The glowing protein worked. Now, for a real test. Muto tempted the fish with a paramecium—a single-celled creature that swims around by waving tiny hairs. As the cell danced in front of the immobilised larva, the glow of active neurons followed its path.
You can see this in the video below. The fish’s brain is the blue and purple blob at the bottom of the screen, and the paramecium is the violet speck darting madly all around it. As neurons fire, small patches of white and red show up. That’s the fish spotting a moving object. You’re watching an act of a perception in a living animal on your screen.
Note that when the paramecium is on the left of the fish, the neurons on its right side fire, and vice versa. That’s what happens in our brains too – the signals from our eyes cross over into the opposite half of the brain.
And if the paramecium stayed still next to the fish’s eye, its brain never fired. Like a Hollywood tyrannosaur, its vision is sensitive to movement.
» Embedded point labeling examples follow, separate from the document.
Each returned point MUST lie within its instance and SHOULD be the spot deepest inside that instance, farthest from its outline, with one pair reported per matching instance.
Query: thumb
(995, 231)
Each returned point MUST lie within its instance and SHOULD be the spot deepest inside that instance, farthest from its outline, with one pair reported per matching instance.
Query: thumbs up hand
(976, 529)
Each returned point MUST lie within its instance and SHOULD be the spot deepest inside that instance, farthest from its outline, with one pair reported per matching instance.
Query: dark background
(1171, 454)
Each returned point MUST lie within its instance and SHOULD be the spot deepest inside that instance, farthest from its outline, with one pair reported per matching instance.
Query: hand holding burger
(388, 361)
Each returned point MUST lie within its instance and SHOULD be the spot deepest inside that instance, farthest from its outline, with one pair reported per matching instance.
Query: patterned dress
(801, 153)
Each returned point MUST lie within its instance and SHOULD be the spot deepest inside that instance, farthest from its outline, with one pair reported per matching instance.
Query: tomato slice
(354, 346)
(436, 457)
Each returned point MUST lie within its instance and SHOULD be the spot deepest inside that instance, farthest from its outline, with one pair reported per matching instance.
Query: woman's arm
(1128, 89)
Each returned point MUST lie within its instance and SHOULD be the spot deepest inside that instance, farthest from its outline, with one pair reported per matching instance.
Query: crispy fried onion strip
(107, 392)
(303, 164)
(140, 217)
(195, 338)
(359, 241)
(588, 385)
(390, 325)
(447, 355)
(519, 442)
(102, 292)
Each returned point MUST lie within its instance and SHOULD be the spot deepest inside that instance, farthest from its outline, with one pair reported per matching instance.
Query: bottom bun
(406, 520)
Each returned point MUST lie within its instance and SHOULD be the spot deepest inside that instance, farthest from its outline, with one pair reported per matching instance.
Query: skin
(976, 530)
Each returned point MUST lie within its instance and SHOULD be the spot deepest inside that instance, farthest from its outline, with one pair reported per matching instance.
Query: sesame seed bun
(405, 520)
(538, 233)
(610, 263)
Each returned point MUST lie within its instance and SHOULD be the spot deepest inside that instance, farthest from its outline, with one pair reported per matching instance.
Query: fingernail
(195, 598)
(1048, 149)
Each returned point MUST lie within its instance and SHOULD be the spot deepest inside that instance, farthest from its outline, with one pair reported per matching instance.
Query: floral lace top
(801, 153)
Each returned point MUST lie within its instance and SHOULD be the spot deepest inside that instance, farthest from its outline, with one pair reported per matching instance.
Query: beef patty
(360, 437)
If Muto unchained the larva, and allowed it to actually catch the paramecium, something slightly different happened. Just as its eyes converged and it darted forward, the front-most parts of its tectum became active. This region may contain specific circuits that control the larva’s prey-capture routine.
Other groups have managed to film a zebrafish’s brain activity while it watched artificial visuals, like a set of moving stripes. This is the first study to show us how its neurons behave towards a natural object—the paramecium. The team also say that their new version of GFP is more sensitivity than older ones, and has a better resolution. However, Ed Boyden from MIT points out that they haven’t shown any detailed comparisons with popular existing tools. “It’s a little bit unclear to me whether the ability to image the visual response to a natural object was enabled.
Regardless, Muto’s team are ploughing ahead. The tectum is a good place to start because it’s organised in a predictable way, and because perception is an easy act to test—just stick something in front of the fish and let it perceive. The team is now developing ways of targeting their glowing protein to other parts of the brain, so they can identify the circuits that are involved in movements, decision-making and other behaviours. And they hope that they’ll eventually be able to visualise the entire brain at once.
Other neuroscientists, like Boyden, are working on their own technologies for mapping the brain, but this is a step in the right direction. And it’s another sign that the humble zebrafish might help neuroscientists as Virginia Hughes wrote in her superb recent feature, “to answer the biggest question in neuroscience: how a doughy mass of neurons in the brain gives rise to an exquisite suite of behaviours, absorbing information from the outside world and generating responses.”